I'm getting "DateParserVerbose - Failed to parse timestamp" from a syslog source. I'm a pretty inexperienced Splunk user, but the TIME_FORMAT
value is %b %d %H:%M:%S
, which looks right to me??? I want to parse the timestamp at the beginning of the message.
Here's a sample message:
Apr 21 15:38:31 10.144.15.220 device01: *osapiBsnTimer: Apr 21 15:38:31.784: #NFA_V9-3-FAIL_SEND_MSG: [PS] nfa_timer.c:67 The system has failed to Send Msg to the NetFlow Task - One Second Timer Message could not be sent. Return Code (1)
Here's the warning:
04-21-2016 15:38:31.587 +0200 WARN DateParserVerbose - Failed to parse timestamp. Defaulting to timestamp of previous event (Thu Apr 21 15:38:31 2016). Context: source::udp:3514|host::10.144.15.220|syslog|
And here's the sourcetype definition:
[syslog]
ANNOTATE_PUNCT = True
AUTO_KV_JSON = true
BREAK_ONLY_BEFORE =
BREAK_ONLY_BEFORE_DATE = True
CHARSET = UTF-8
DATETIME_CONFIG =
HEADER_MODE =
LEARN_SOURCETYPE = true
LINE_BREAKER_LOOKBEHIND = 100
MAX_DAYS_AGO = 2000
MAX_DAYS_HENCE = 2
MAX_DIFF_SECS_AGO = 3600
MAX_DIFF_SECS_HENCE = 604800
MAX_EVENTS = 256
MAX_TIMESTAMP_LOOKAHEAD = 32
MUST_BREAK_AFTER =
MUST_NOT_BREAK_AFTER =
MUST_NOT_BREAK_BEFORE =
NO_BINARY_CHECK = true
REPORT-syslog = syslog-extractions
SEGMENTATION = indexing
SEGMENTATION-all = full
SEGMENTATION-inner = inner
SEGMENTATION-outer = outer
SEGMENTATION-raw = none
SEGMENTATION-standard = standard
SHOULD_LINEMERGE = False
TIME_FORMAT = %b %d %H:%M:%S
TIME_PREFIX = ^
TRANSFORMS = syslog-host
TRUNCATE = 10000
category = Operating System
description = Output produced by many syslog daemons, as described in RFC3164 by the IETF
detect_trailing_nulls = false
disabled = false
maxDist = 3
priority =
pulldown_type = true
sourcetype =
If you want to use the 'first' timestamp as your MAX_TIMESTAMP_LOOKAHEAD to a smaller value.

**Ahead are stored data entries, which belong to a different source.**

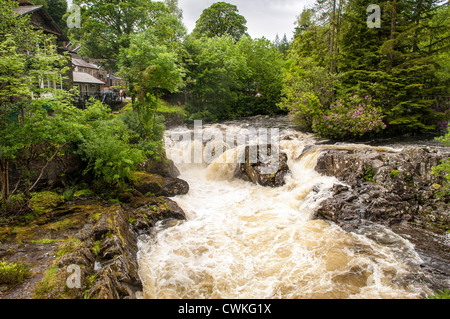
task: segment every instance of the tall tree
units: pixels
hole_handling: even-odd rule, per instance
[[[239,14],[235,5],[216,2],[203,10],[193,33],[210,38],[229,35],[237,42],[247,31],[246,23],[247,20]]]
[[[81,6],[81,28],[70,35],[82,43],[82,53],[103,59],[116,69],[121,48],[130,44],[130,36],[153,26],[169,12],[163,2],[151,0],[75,0]]]
[[[29,197],[48,163],[67,145],[71,133],[66,110],[74,109],[67,92],[42,85],[61,81],[67,58],[57,53],[53,37],[34,28],[29,16],[14,14],[16,5],[0,0],[0,204],[7,207],[21,182]],[[37,158],[46,163],[40,174],[31,170]],[[20,177],[11,186],[13,168]]]

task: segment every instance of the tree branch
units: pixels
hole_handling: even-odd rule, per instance
[[[68,144],[64,143],[63,145],[61,145],[60,147],[58,147],[55,151],[55,153],[53,153],[52,157],[47,161],[47,163],[45,163],[44,167],[42,167],[41,172],[37,178],[37,180],[34,182],[33,185],[31,185],[29,192],[31,192],[33,190],[33,188],[37,185],[37,183],[40,181],[40,179],[42,178],[42,175],[44,174],[44,170],[47,168],[48,164],[50,164],[51,161],[53,161],[53,159],[56,157],[56,155],[59,153],[59,151]]]

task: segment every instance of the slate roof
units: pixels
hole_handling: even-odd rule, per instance
[[[87,83],[87,84],[101,84],[105,85],[105,82],[96,79],[90,74],[84,72],[73,72],[73,82],[74,83]]]
[[[92,64],[92,63],[89,63],[89,62],[86,62],[86,61],[84,61],[82,59],[72,58],[72,64],[76,65],[76,66],[83,67],[83,68],[89,68],[89,69],[95,69],[95,70],[100,69],[99,66],[97,66],[95,64]]]

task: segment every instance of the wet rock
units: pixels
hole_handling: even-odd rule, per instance
[[[449,152],[420,147],[405,147],[401,152],[370,147],[324,150],[316,171],[335,176],[347,186],[336,185],[333,196],[322,203],[316,217],[348,229],[369,220],[387,226],[413,223],[445,232],[450,225],[448,198],[439,196],[435,186],[443,180],[431,172]],[[439,222],[430,222],[430,214],[440,216]]]
[[[136,208],[130,219],[133,229],[139,234],[149,234],[152,227],[158,221],[175,219],[185,220],[184,211],[176,202],[166,197],[152,197],[147,200],[139,200],[133,204]]]
[[[180,171],[175,166],[175,163],[168,158],[164,158],[161,161],[147,159],[139,166],[139,170],[149,174],[157,174],[162,177],[176,178],[180,176]]]
[[[316,171],[343,184],[334,185],[333,195],[313,218],[332,221],[350,232],[373,225],[388,227],[416,245],[427,274],[424,282],[434,291],[448,287],[449,272],[443,270],[442,261],[448,261],[450,251],[443,240],[450,230],[450,198],[440,196],[438,186],[444,181],[431,172],[450,150],[321,147]],[[438,244],[431,243],[434,237],[440,238]]]
[[[246,146],[243,163],[237,165],[234,176],[254,184],[279,187],[285,184],[285,176],[290,173],[286,153],[273,145]]]
[[[166,177],[163,179],[162,189],[156,193],[157,196],[174,197],[189,192],[189,184],[179,178]]]

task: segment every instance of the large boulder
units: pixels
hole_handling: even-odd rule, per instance
[[[242,163],[236,166],[234,176],[254,184],[279,187],[285,184],[285,176],[290,172],[288,157],[274,145],[262,148],[260,145],[247,145],[241,157]]]
[[[180,171],[175,166],[175,163],[168,158],[163,158],[161,161],[147,159],[139,166],[139,170],[149,174],[161,175],[162,177],[176,178],[180,176]]]
[[[414,224],[432,231],[449,230],[450,213],[439,196],[443,184],[432,167],[448,158],[449,150],[427,147],[324,149],[315,170],[335,176],[336,185],[316,217],[351,230],[364,221]]]

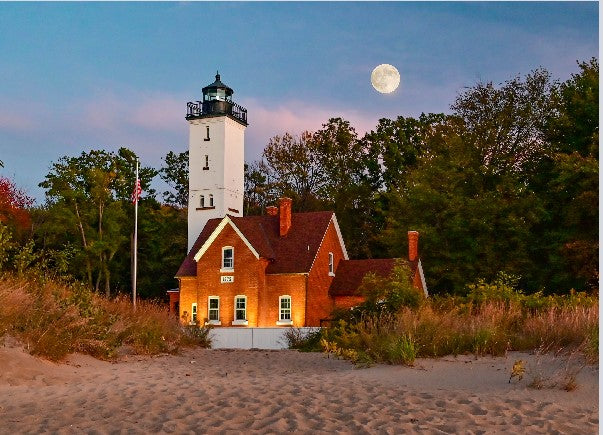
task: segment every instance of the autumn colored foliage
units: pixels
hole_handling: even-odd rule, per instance
[[[23,233],[31,226],[28,209],[33,202],[12,180],[0,176],[0,223]]]

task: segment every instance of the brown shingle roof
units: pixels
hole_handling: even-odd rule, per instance
[[[229,216],[258,254],[270,260],[268,274],[309,272],[332,217],[331,211],[292,213],[291,229],[280,237],[278,216]],[[197,275],[194,256],[221,221],[207,222],[176,277]]]
[[[383,278],[388,277],[396,261],[396,258],[383,258],[371,260],[341,260],[335,271],[335,278],[329,288],[331,296],[361,296],[358,288],[362,284],[364,276],[373,272]],[[402,261],[411,268],[412,273],[417,268],[417,261]]]

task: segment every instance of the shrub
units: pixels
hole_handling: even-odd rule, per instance
[[[300,328],[288,328],[284,334],[287,347],[302,352],[319,352],[322,332],[320,329],[304,332]]]
[[[60,360],[72,352],[118,356],[122,346],[139,354],[174,353],[181,346],[209,347],[208,330],[190,331],[163,305],[129,298],[107,300],[78,283],[0,278],[0,336],[11,334],[36,355]]]

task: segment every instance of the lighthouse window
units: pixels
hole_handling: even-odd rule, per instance
[[[201,208],[205,207],[205,195],[201,195],[201,201],[199,201],[199,206]]]
[[[205,127],[205,128],[206,128],[206,130],[205,130],[206,137],[205,137],[205,139],[203,139],[203,140],[204,140],[204,141],[208,141],[208,140],[209,140],[209,125],[208,125],[207,127]]]
[[[205,154],[205,166],[203,167],[204,171],[207,171],[209,169],[209,156],[207,154]]]
[[[209,194],[209,206],[214,206],[214,196],[211,193]]]

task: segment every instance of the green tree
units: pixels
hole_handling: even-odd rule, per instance
[[[126,207],[134,186],[136,156],[122,148],[111,153],[83,152],[78,157],[62,157],[40,183],[46,189],[47,204],[38,235],[43,245],[75,248],[74,276],[85,279],[99,291],[104,284],[111,292],[111,270],[118,252],[128,251],[127,236],[132,222]],[[156,171],[141,168],[143,191]],[[129,188],[128,188],[129,187]],[[77,272],[83,266],[83,276]]]
[[[178,154],[170,151],[163,161],[165,166],[159,170],[159,176],[172,188],[171,192],[163,192],[163,201],[185,208],[188,205],[188,151]]]
[[[317,194],[324,182],[324,174],[318,164],[316,143],[310,132],[299,136],[290,133],[274,136],[264,148],[262,158],[257,168],[266,177],[267,199],[290,197],[295,211],[321,208]]]
[[[546,135],[554,153],[530,188],[546,201],[534,262],[552,289],[598,289],[599,64],[578,62],[579,73],[553,91]]]
[[[537,69],[500,87],[478,83],[457,97],[451,108],[464,121],[465,140],[479,150],[485,170],[530,173],[550,155],[544,131],[554,108],[553,86],[550,74]]]

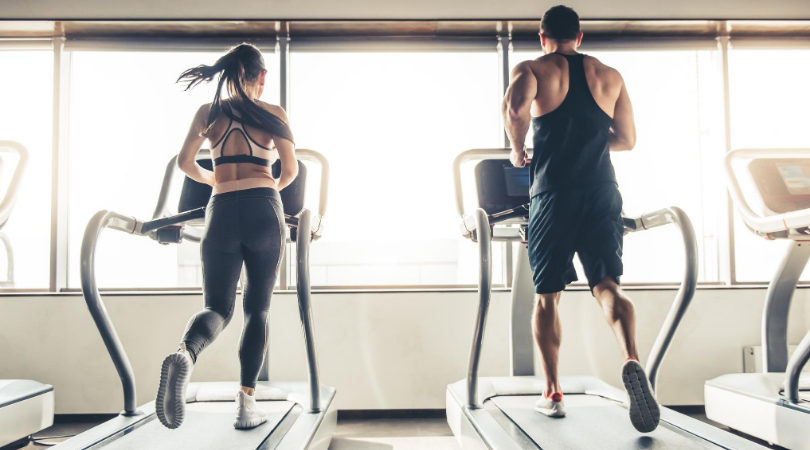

Thanks for the response, but the second timestamp begins at byte #56. Shouldn't Splunk ignore it?
That's fine. I was guessing you wanted to use the '2nd' time-stamp, but you didn't specify.
Your TIME_PREFIX = ^ tells Splunk that the timestamp is immediately at the beginning of the event. Make a regex that it starts at the 2nd.
Ah, great point. I'm sorry I didn't include that obvious detail. I want to use the timestamp at the beginning of the message. I'll fix my original post.